Blow is very clear that he doesn’t care what White people think about his thesis, which is that young Black people should move from Great Migration destination cities back to the South in order to have numerical majorities to win back Senate seats and gain political power. OK, fine. But Mr. Blow, your book is available in stores and libraries, which means that it’s actually out in the world for anyone to read and remark on, so while you certain don’t need to care what I think, I do get to share my opinion.
I have no idea whether the core of Blow’s idea is a good one or not (i.e. whether it is the moral obligation of young Black people to move back to the states their families historically come from in order to create political power for the Black community), but I do think that he misses SO many relevant parts of the argument/discussion that it’s impossible to look at his question.
First, Blow bases his political argument solely on the Senate and completely ignores the House. While obviously it takes both chambers to pass legislation, this myopic view of the Legislative branch that ignores the effects of gerrymandering and disenfranchisement leaves me stunned. Second, he mentions late in the book that 6 million Black people live in majority Black communities… and then does not discuss anything about what those communities have achieved politically. If he is going to argue that some huge portion of the US population should move to achieve political goals, I believe he should tell us what achievements people in similar (even if smaller) communities have already achieved. If he can’t do that… if those communities aren’t achieving the kind of goals he is arguing for… then the answer is voter enfranchisement, greater civic engagement, and community organizing on local scales. Basically, show us proof of concept in places where these communities already exist, or use resources in different ways.

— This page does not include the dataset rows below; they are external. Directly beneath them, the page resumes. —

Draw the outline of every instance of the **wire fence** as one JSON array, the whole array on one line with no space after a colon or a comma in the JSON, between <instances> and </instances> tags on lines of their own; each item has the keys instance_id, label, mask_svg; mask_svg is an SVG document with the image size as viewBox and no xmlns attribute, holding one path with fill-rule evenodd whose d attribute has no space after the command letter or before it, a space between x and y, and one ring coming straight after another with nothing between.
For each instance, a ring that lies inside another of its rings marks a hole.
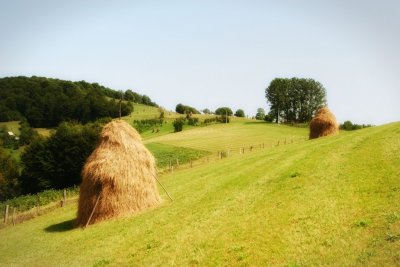
<instances>
[{"instance_id":1,"label":"wire fence","mask_svg":"<svg viewBox=\"0 0 400 267\"><path fill-rule=\"evenodd\" d=\"M210 162L216 162L219 160L223 160L224 158L229 158L229 157L237 156L237 155L246 155L246 154L249 154L249 153L252 153L255 151L266 150L266 149L271 149L273 147L299 143L304 140L308 140L308 139L307 138L306 139L304 139L304 138L288 139L287 138L287 139L277 140L275 142L259 143L259 144L255 144L255 145L232 146L228 149L219 150L217 152L214 152L211 155L208 155L208 156L200 158L200 159L189 160L188 162L185 162L183 164L179 162L179 158L171 158L169 165L167 167L159 169L158 174L159 175L170 174L170 173L174 173L175 171L178 171L178 170L190 169L190 168L194 168L197 166L208 164ZM17 223L21 223L21 222L30 220L30 219L40 216L42 214L48 213L52 210L55 210L58 208L63 208L67 204L76 204L77 201L78 201L77 195L67 196L67 191L64 189L63 193L62 194L60 193L60 201L59 202L53 202L53 203L42 206L40 203L40 199L38 197L37 205L27 211L18 212L16 207L12 207L11 205L6 205L4 207L3 223L0 224L0 228L6 227L9 225L16 225Z\"/></svg>"},{"instance_id":2,"label":"wire fence","mask_svg":"<svg viewBox=\"0 0 400 267\"><path fill-rule=\"evenodd\" d=\"M161 168L158 170L158 173L160 175L162 174L168 174L168 173L173 173L174 171L177 170L182 170L182 169L190 169L194 168L197 166L201 166L210 162L215 162L218 160L222 160L224 158L229 158L232 156L236 155L245 155L251 152L255 151L260 151L260 150L265 150L265 149L271 149L273 147L279 147L279 146L284 146L284 145L290 145L294 143L299 143L302 141L308 140L308 138L285 138L285 139L280 139L276 141L269 141L269 142L264 142L264 143L258 143L254 145L237 145L237 146L231 146L226 149L221 149L218 150L217 152L213 152L211 155L202 157L200 159L193 159L186 161L185 163L180 163L179 158L171 158L169 161L169 165Z\"/></svg>"}]
</instances>

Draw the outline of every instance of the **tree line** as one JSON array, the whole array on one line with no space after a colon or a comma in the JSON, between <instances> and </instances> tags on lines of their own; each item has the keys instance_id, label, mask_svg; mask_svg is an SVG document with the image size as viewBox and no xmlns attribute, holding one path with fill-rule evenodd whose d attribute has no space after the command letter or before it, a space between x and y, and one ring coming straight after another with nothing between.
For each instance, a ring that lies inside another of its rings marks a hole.
<instances>
[{"instance_id":1,"label":"tree line","mask_svg":"<svg viewBox=\"0 0 400 267\"><path fill-rule=\"evenodd\" d=\"M326 90L313 79L275 78L265 89L270 114L276 122L304 123L326 105Z\"/></svg>"},{"instance_id":2,"label":"tree line","mask_svg":"<svg viewBox=\"0 0 400 267\"><path fill-rule=\"evenodd\" d=\"M35 135L23 150L20 162L0 146L0 200L79 185L83 164L109 121L111 118L85 125L63 122L49 137Z\"/></svg>"},{"instance_id":3,"label":"tree line","mask_svg":"<svg viewBox=\"0 0 400 267\"><path fill-rule=\"evenodd\" d=\"M121 96L128 102L119 103ZM87 123L102 117L116 118L133 111L131 101L156 105L148 96L122 92L85 81L45 77L0 79L0 121L26 119L32 127L56 127L63 121Z\"/></svg>"}]
</instances>

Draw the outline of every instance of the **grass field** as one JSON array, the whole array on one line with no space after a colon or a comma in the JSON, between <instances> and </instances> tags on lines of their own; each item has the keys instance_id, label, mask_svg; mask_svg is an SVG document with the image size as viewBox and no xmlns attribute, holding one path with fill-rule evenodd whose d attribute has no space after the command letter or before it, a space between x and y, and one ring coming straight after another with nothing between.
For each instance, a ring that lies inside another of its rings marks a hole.
<instances>
[{"instance_id":1,"label":"grass field","mask_svg":"<svg viewBox=\"0 0 400 267\"><path fill-rule=\"evenodd\" d=\"M206 151L228 151L239 153L240 148L304 141L308 130L285 125L268 124L262 121L242 120L228 124L213 124L194 127L179 133L148 136L145 143L162 143Z\"/></svg>"},{"instance_id":2,"label":"grass field","mask_svg":"<svg viewBox=\"0 0 400 267\"><path fill-rule=\"evenodd\" d=\"M3 126L6 126L8 131L11 131L16 135L19 135L19 121L0 122L0 127Z\"/></svg>"},{"instance_id":3,"label":"grass field","mask_svg":"<svg viewBox=\"0 0 400 267\"><path fill-rule=\"evenodd\" d=\"M392 123L163 175L174 201L160 189L163 204L135 216L75 229L70 205L1 229L0 265L399 266L399 150Z\"/></svg>"}]
</instances>

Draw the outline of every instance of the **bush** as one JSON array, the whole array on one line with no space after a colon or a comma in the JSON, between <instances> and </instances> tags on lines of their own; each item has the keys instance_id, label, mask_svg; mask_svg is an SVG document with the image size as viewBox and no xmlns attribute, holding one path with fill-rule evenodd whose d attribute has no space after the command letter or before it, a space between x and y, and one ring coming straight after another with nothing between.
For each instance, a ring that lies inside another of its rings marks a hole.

Blow spends a good portion of the book arguing for the Black connection to the South, and laying out the case that there is more racism in the North than people think there is. He says that he will never excuse the South, but ‘essentially) ‘really, have you seen how bad the North is’ (there’s a set of this around page 60)? And yet for all his examples of Black people being targeted (individually or by policy) in the North, he conveniently never names Ahmaud Arbery’s shooting in Georgia (but we get an interview with Tamir Rice’s mother (Cleveland) and hear about Eric Garner (NYC), George Floyd (MN), and many more who are all conveniently not in the South). He said at one point that during the Great Migration, Black people moved North because the South had individual racism, but not embedded systems like the North now does, pointing out police violence. Police violence is real, critical, and must be stopped, but what does he think literacy tests and poll taxes were? What were the police but system-endorsed violence? What were lynchings? Bull Connor and the Klan weren’t individuals; they were the system run amok.
Blow ignores that the US will soon be a majority minority country (particularly in younger age brackets). He ignores the changes in voting trends in the last two elections in ages and race and how that is already changing the country (look at Democratic Party representation). He ignores the devastating role that the Republican Party is having on voting rights at Federal, state, and local levels, and that gerrymandering has had for decades. Instead he wants to uproot people who have homes, leave behind the old and young (a complaint he had about the Great Migration), and bring them South where there are not currently jobs for as many as he would encourage. He disparages hope, ignoring the fact that hope is what galvanized the Modern Civil Rights Movement and kept (and keeps!) activists getting up each morning. Hope isn’t blind faith in an unseen future. Hope is the belief that if we do the work, we’ll build it together. I cannot imagine how he misses that. The Living Legacy Project has Civil Rights leaders (former and current) who Blow needs to talk to.
Charles Blow doesn’t care what I think. He’s crystal clear about that. That’s fine. But I hope somebody is asking him some hard questions about his idea, because this book feels like a think-piece column gone wrong.